Second, the sample size (n=20 cisfemale, n=20cismale) etc is VERY small. most studies that look for sex differences should have sample sizes around n=100 per group, but I guess that is hard to find for trans samples. But it does mean that any conclusions may be unreliable. For example, the study showing no clear male/female brain differences had n=700 scans per group in the dataset (doi.org/10.1073/pnas.1509654112). When scientists report results on small sample sizes, we should always be very cautious.

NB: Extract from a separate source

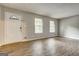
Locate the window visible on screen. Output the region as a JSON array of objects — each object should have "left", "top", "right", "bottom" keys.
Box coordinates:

Third, the whole-brain results show that transwomen are different to the ciswomen but not different to the cismen (the statistics don't allow you to say they are the same as cismen, but that is possible). A second analysis suggests that the insula is different in ciswomen compared to both hormone-naive and hormone-treated transwomen. The insula is commonly associated with interoception (feeling your body from the inside, ie, am I hungry, tired, aches & pains etc). None of the analyses suggest that transwomen are different to cismen, nor that transwomen are the same as ciswomen. But they also don't report any differences between cismen and ciswomen, so no general brain gender effects.
So overall, I don't think this study tell us much, and certainly I wouldn't take it as support for either gender-in-the-brain or something special about the brain in transwomen.